The ECPA was passed in 1986, and has been interpreted as not requiring a warrant for access to data more than 180 days old, at which point the data is considered abandoned and thus worthy of less protection under the Fourth Amendment. Privacy advocacy groups have been pressing for an update to the law for quite some time, but perhaps the publicity following Google’s revelation of both the high number of requests and the support provided to back the requests will elicit more public interest and will better support action in Congress. This interest has also been piqued by the General Petraeus scandal, which was developed in part from access to an email account.
Legislation supported by Senate Judiciary Committee Chairman Patrick Leahy would update the ECPA to require the government to obtain a warrant before accessing messages, even if the messages are more than 180 days old. Of course, Google and others claim that they already make such demands before granting the government’s requests, reaching beyond the technical requirements of the ECPA. In making such demands, the companies have at least in part relied on the Sixth Circuit’s United States v. Warshak, where, in some tension with precedent, the Sixth Circuit acknowledged a heightened protection for email messages. The Supreme Court has not weighed in on the issue. In contrast, those wary of updating the ECPA tend to cite a desire not to hamper criminal investigations to support their position.

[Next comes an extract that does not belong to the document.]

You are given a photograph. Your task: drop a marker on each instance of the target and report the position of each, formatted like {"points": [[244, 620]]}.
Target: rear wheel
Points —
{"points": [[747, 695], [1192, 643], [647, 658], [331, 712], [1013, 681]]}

The result is an uncertain world where some companies provide more privacy protection than is unambiguously supported by current law. Arguably, users of services provided by companies with less ability or willingness to go to bat for privacy rights will not be able to benefit from the privacy protection provided to those using services provided by companies such as Google. Will Google’s provision of new information related to these practices provide enough pressure to force an update to ECPA by Congress? Will lower courts continue to advance varying requirements? Will the Supreme Court step in to clean up the conflicting precedent? If so, would the Supreme Court have any defensible options to enhance privacy without legislative action?